Recently, in my memoir class, we were dissecting a scene in the book Slow Motion by Dani Shapiro.
It’s the first time readers meet Lenny, (a pseudonym, but he’s definitely a real-life stinker). The protagonist, Dani, calls Lenny’s office, and his assistant answers the phone. And then Shapiro reveals the first character detail:
“I have often wondered how she [the assistant] keeps it all straight: wife, daughters, girlfriend.”
We know this about Lenny before Shapiro even tells us his name.
Is Shapiro using this scene to frame Lenny as a serial adulterer and a villain? No. She’s establishing the nature of their relationship.
In Elements of Fiction, novelistWalter Mosley writes that our characters are “synonymous with journey, because every important player moves within and is transformed by the story.” So, when they first appear, you’re not merely introducing them as people. You’re launching your story.

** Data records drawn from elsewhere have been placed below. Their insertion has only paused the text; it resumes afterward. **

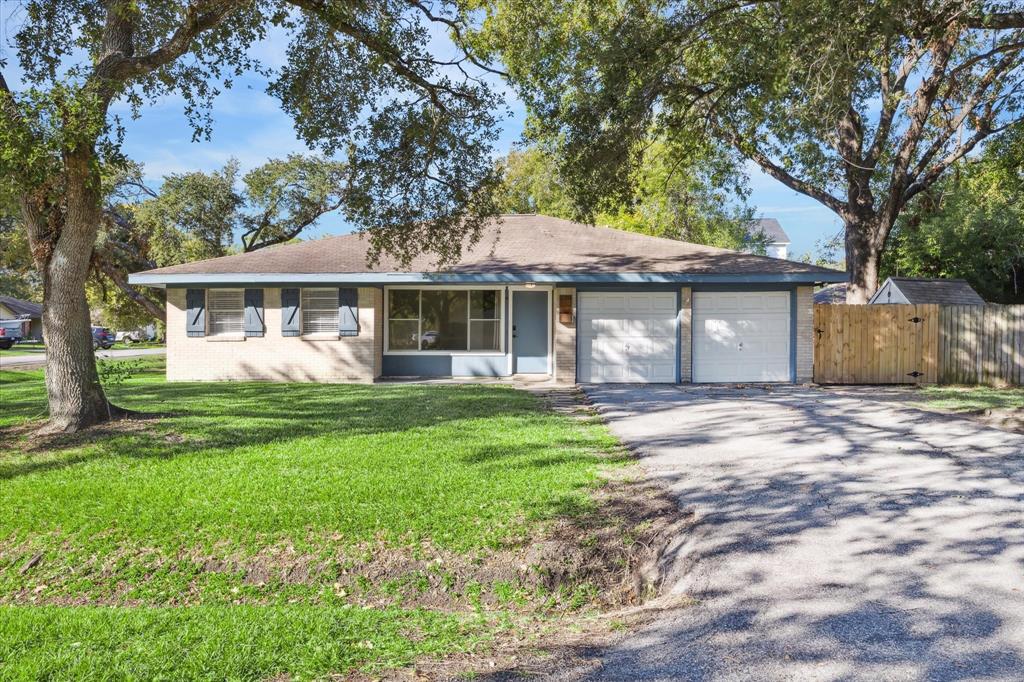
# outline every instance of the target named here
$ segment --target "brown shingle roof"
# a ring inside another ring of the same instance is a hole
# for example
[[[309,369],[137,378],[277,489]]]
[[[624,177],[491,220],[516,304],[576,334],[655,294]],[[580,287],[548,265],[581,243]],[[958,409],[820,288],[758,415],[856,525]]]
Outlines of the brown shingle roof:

By the time Dani calls Lenny, she knows her parents have been in a serious car accident, the book’s inciting incident. She knows she must return home to New Jersey from California. But her first call is not to an airline, or a best friend, or even to her half-sister, whom no one has yet thought to notify. Dani’s first call is, instead, to Lenny.
As she tells him about the accident, Dani hyperventilates. Lenny coaches her through it. “Just do what I tell you,” he says, advising her to breathe into a bag. “Good girl,” he says.
Also, he also calls her “cupcake.”
“It is worthwhile, I believe,” Mosley writes, “to attempt to tell a story from its negative spaces, to allow the reader to wonder what is real before you reveal the truth, affording the reader an understanding of the lies told to keep the narrator safe and sound — she believes.”
When she can breathe again, Dani asks Lenny to get her home. Dani is 23 years old, with a phone and a credit card (it’s pre-internet), but she asks her married boyfriend to book her a flight to New Jersey. To me, this is the most important detail of the scene because, while it definitely establishes multiple red flags about Lenny’s character, the big takeaway is how dependent Dani is on him.
It’s not a long or ornate scene, but with it, Shapiro effectively sets the story in motion. Already struggling, our protagonist hurtles into an ordeal, weighed down with Lenny, and whatever internal reasons she bears for being so dependent on him. She’s erected what Mosley calls any narrative’s “major, and certainly most irreplaceable, pillars.”
“The [characters’] world is always in flux,” Mosley writes. “Its inhabitants are flotsam, seeking refuge in each other on the relentless tide of story.”